From: VMware, Inc <>
Date: Mon, 20 Dec 2010 21:44:25 +0000 (-0800)
Subject: lib/unicode: Unicode_Substr is broken
X-Git-Tag: 2010.12.19-339835~58
X-Git-Url: http://git.ipfire.org/gitweb.cgi?a=commitdiff_plain;h=fd327a1c98b9dea1414888ee8a5de4cb944e95e9;p=thirdparty%2Fopen-vm-tools.git

lib/unicode: Unicode_Substr is broken

There is a confusion of code points and code units within lib/unicode
that needs to be cleaned up. Here I fix Unicode_Substr using the
technique I plan to use across most of the function in
unicodeSimpleOperations.c.

More changes will ensue until the base PR is fixed.
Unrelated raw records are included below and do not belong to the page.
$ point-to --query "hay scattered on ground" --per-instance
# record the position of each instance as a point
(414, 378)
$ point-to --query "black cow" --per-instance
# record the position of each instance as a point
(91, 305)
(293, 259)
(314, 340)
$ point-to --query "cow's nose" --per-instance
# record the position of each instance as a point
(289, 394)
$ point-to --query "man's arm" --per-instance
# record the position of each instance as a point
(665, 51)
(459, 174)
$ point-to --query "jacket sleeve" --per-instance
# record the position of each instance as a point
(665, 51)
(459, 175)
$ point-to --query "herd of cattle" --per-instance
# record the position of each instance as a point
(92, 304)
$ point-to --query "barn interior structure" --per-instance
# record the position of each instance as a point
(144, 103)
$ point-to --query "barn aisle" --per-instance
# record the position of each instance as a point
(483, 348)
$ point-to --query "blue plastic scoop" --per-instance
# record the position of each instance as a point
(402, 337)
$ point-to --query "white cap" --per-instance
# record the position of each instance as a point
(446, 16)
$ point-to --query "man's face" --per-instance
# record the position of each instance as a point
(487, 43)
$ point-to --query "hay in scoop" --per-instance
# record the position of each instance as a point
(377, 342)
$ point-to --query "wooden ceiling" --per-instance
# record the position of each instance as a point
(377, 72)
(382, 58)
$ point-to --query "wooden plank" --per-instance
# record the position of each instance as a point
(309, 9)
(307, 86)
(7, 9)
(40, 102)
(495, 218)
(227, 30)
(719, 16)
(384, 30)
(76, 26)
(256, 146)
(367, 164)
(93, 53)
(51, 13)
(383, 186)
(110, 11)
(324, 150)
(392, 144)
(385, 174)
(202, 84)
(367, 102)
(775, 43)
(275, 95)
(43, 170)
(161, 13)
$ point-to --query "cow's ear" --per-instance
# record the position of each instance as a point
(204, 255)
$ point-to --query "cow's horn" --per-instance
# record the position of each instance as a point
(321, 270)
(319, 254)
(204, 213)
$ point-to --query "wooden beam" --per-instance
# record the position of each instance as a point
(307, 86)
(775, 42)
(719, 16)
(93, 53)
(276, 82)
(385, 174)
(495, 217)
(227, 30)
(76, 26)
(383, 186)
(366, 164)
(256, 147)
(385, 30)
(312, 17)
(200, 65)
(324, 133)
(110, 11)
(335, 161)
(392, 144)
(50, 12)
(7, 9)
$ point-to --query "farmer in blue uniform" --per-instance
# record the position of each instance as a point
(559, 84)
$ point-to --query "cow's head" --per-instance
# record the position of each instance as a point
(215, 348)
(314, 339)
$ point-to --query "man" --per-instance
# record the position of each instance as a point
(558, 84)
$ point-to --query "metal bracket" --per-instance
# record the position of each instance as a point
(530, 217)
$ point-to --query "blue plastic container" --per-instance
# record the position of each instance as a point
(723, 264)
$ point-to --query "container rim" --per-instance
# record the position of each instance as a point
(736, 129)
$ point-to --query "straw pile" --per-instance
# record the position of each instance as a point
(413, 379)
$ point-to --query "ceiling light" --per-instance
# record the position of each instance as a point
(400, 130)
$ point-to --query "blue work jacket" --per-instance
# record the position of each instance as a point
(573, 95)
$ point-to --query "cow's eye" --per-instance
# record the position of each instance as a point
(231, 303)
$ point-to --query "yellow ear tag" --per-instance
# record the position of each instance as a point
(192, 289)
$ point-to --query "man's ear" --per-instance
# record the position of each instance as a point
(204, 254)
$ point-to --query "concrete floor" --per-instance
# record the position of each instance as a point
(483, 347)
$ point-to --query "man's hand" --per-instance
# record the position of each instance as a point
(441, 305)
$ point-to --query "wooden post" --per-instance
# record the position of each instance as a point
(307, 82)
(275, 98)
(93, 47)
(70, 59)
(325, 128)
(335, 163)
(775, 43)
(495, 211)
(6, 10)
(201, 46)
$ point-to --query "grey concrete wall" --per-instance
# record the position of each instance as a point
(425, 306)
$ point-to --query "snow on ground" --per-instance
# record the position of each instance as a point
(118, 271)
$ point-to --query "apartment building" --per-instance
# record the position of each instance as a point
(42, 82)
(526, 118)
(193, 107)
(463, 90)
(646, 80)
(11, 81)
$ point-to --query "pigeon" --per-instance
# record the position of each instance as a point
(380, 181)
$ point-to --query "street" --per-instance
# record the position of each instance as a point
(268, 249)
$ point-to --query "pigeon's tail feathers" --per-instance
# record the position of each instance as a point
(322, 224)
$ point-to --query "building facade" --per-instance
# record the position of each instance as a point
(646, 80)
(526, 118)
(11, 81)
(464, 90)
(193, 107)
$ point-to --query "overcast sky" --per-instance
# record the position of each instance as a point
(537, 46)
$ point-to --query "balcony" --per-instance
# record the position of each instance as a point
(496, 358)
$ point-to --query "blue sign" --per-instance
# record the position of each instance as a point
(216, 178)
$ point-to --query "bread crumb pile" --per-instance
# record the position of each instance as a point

Signed-off-by: Marcelo Vanzin <mvanzin@vmware.com>
---

diff --git a/open-vm-tools/lib/unicode/unicodeSimpleOperations.c b/open-vm-tools/lib/unicode/unicodeSimpleOperations.c
index 4b2ac68f4..89750fa0d 100644
--- a/open-vm-tools/lib/unicode/unicodeSimpleOperations.c
+++ b/open-vm-tools/lib/unicode/unicodeSimpleOperations.c
@@ -379,9 +379,12 @@ Unicode_FindLastSubstrInRange(ConstUnicode str,             // IN
  *      Indices and lengths that are out of bounds are pinned to the
  *      edges of the string.
  *
- *      Pass -1 for any length parameter to indicate "from start until
+ *      Pass -1 for the length parameter to indicate "from start until
  *      end of string".
  *
+ *      The start and length arguments are in code points - unicode
+ *      "characters" - not bytes!
+ *
  * Results:
  *      The newly-allocated substring of 'str' in the range [index,
  *      index + length). Caller must free with Unicode_Free.
@@ -393,13 +396,42 @@ Unicode_FindLastSubstrInRange(ConstUnicode str,             // IN
  */
 
 Unicode
-Unicode_Substr(ConstUnicode str,    // IN
-               UnicodeIndex start,  // IN
-               UnicodeIndex length) // IN
+Unicode_Substr(ConstUnicode str,     // IN:
+               UnicodeIndex start,   // IN:
+               UnicodeIndex length)  // IN:
 {
-   UnicodePinIndices(str, &start, &length);
+   char *substr;
+   uint32 *utf32;
+   uint32 codePointLen;
+
+   ASSERT(str);
+   ASSERT((start >= 0) || (start == -1));
+   ASSERT((length >= 0) || (length == -1));
+
+   if (!CodeSet_UTF8ToUTF32(str, (char **) &utf32)) {
+      Panic("%s: invalid UTF8 string @ %p\n", __FUNCTION__, str);
+   }
+
+   codePointLen = 0;
+   while (utf32[codePointLen] != 0) {
+      codePointLen++;
+   }
+
+   if ((start < 0) || (start > codePointLen)) {
+      start = codePointLen;
+   }
+
+   if ((length < 0) || ((start + length) > codePointLen)) {
+      length = codePointLen - start;
+   }
+
+   utf32[start + length] = 0;
+
+   CodeSet_UTF32ToUTF8((char *) &utf32[start], &substr);
+
+   free(utf32);
 
-   return Util_SafeStrndup(((const char *)str) + start, length);
+   return substr;
 }
 
 
@@ -453,13 +485,10 @@ Unicode_ReplaceRange(ConstUnicode destination,       // IN
    result = Util_SafeMalloc(resultLength + 1);
 
    // Start with the destination bytes before the substring to be replaced.
-   memcpy(result,
-          destination,
-          destinationStart);
+   memcpy(result, destination, destinationStart);
 
    // Insert the substring of source in place of the destination substring.
-   memcpy(result + destinationStart,
-          (const char *)source + sourceStart,
+   memcpy(result + destinationStart, (const char *) source + sourceStart,
           sourceLength);
 
    // Append the remaining bytes of destination after the replaced substring.